World On A String, by Helane Goldstein Zeiger (Contemporary Books, $5.95) is a compact collection of yo-yo history, technique and lore. The bulk of the book is instructional. Aspiring tricksters are started off with the humble "Sleeper" and then led through intermediate maneuvers—the "Three-Leaf-Clover," the "Elevator," and the "Guillotine"—to the exacting world of advanced-class yo-yo. Here Zeiger gives instructions on how to perform the legendary "Texas Star" and "Brain Twister" and the awesome "Two-Handed-Reach-For-The-Moon." There are, however, compensations for the klutzy.

Zeiger retells the story of how Donald F. Duncan, having patented the Yo-Yo trademark in 1928, hired a crew of Filipino "professionals" to popularize his product. In the '40s and '50s there were statewide competitions, big prizes, "Butterflies," "Imperials" and all the rest. But in 1965 an unexpected surge in yo-yo popularity caught the Duncan Company unprepared. Unable to fill its orders, Duncan was forced to sell its trademark to the highest bidder. Today Duncans are made by a company called Flambeau Plastics.

Not to worry. Zeiger reports that Flambeau has kept a number of Duncan professionals in its employ, some approaching 50 years of service.
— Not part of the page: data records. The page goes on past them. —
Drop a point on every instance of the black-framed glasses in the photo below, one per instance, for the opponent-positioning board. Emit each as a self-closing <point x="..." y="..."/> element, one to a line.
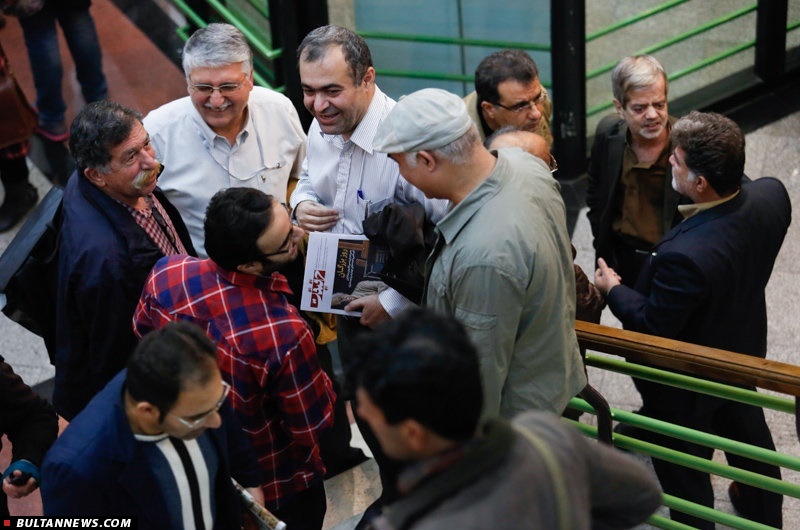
<point x="285" y="246"/>
<point x="195" y="421"/>
<point x="524" y="105"/>
<point x="225" y="88"/>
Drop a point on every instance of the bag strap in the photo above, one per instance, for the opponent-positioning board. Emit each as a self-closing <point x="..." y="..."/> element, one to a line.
<point x="554" y="470"/>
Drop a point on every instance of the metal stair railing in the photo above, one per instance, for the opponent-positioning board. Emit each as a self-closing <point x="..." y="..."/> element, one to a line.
<point x="684" y="366"/>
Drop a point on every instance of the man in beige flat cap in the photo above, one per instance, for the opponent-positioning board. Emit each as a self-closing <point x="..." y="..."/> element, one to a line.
<point x="503" y="262"/>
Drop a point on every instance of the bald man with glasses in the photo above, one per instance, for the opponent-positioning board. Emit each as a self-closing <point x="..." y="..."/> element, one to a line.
<point x="265" y="349"/>
<point x="159" y="443"/>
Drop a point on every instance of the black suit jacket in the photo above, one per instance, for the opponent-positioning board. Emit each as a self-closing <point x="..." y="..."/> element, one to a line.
<point x="605" y="170"/>
<point x="704" y="282"/>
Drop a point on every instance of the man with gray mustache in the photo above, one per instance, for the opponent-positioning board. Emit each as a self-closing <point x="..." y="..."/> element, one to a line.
<point x="227" y="132"/>
<point x="116" y="224"/>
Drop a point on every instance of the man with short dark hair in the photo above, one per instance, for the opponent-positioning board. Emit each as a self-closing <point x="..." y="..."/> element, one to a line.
<point x="265" y="349"/>
<point x="159" y="443"/>
<point x="418" y="383"/>
<point x="116" y="225"/>
<point x="704" y="284"/>
<point x="508" y="92"/>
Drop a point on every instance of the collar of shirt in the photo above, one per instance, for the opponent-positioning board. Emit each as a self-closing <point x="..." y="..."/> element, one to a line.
<point x="458" y="216"/>
<point x="365" y="130"/>
<point x="689" y="210"/>
<point x="210" y="137"/>
<point x="274" y="282"/>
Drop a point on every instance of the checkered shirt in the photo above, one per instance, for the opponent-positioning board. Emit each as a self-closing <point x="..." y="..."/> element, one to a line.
<point x="266" y="352"/>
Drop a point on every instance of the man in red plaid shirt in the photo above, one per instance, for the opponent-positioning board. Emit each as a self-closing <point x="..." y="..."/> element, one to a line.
<point x="266" y="351"/>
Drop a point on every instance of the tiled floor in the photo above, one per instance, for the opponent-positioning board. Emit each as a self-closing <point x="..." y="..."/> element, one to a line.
<point x="140" y="76"/>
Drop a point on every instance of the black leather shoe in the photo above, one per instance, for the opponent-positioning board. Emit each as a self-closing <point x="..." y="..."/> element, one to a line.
<point x="20" y="198"/>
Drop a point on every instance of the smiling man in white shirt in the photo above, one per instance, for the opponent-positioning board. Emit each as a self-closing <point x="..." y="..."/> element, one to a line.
<point x="227" y="132"/>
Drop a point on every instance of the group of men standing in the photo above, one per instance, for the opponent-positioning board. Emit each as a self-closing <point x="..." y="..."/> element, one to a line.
<point x="185" y="220"/>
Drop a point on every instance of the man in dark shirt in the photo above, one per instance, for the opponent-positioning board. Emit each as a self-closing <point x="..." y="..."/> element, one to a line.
<point x="631" y="203"/>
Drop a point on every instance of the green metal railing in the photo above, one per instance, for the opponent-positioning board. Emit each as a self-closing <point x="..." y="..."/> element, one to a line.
<point x="264" y="54"/>
<point x="745" y="370"/>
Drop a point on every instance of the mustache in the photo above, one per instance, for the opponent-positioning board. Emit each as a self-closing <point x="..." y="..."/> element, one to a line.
<point x="144" y="177"/>
<point x="221" y="107"/>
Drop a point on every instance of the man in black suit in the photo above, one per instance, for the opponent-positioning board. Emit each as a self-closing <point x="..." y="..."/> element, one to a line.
<point x="631" y="203"/>
<point x="704" y="283"/>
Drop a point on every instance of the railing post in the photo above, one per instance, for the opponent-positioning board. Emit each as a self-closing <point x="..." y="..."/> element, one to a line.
<point x="770" y="56"/>
<point x="568" y="35"/>
<point x="290" y="21"/>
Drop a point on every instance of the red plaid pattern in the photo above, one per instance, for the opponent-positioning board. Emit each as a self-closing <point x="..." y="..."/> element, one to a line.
<point x="267" y="354"/>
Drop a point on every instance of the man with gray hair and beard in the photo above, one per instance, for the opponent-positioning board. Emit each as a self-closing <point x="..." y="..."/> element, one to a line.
<point x="116" y="225"/>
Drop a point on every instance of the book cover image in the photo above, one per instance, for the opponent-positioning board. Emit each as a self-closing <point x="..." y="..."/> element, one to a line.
<point x="339" y="269"/>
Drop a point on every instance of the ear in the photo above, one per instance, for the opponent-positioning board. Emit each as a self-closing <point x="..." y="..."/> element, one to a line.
<point x="369" y="76"/>
<point x="487" y="109"/>
<point x="427" y="159"/>
<point x="701" y="184"/>
<point x="416" y="435"/>
<point x="146" y="415"/>
<point x="95" y="177"/>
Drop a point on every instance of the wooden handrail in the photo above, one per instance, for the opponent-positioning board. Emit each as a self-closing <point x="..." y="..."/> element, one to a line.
<point x="702" y="361"/>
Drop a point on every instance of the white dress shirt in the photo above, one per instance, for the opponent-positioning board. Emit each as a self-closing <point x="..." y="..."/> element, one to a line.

And Zeiger presents a tribute to them in her afterword. "There are a few yo-yo tricks I have purposely not included in this book," she writes. "Tricks such as 'Crazy Cradle,' 'Rock-the-Baby-on-the-Eiffel Tower,' 'Atomic Bomb,' and 'Chinese Puzzle' are still the secrets of the 'Yo-Yo Professionals.' When they perform these tricks, their hands are faster than the eye.

"To tell you how to do them would dispel the magic."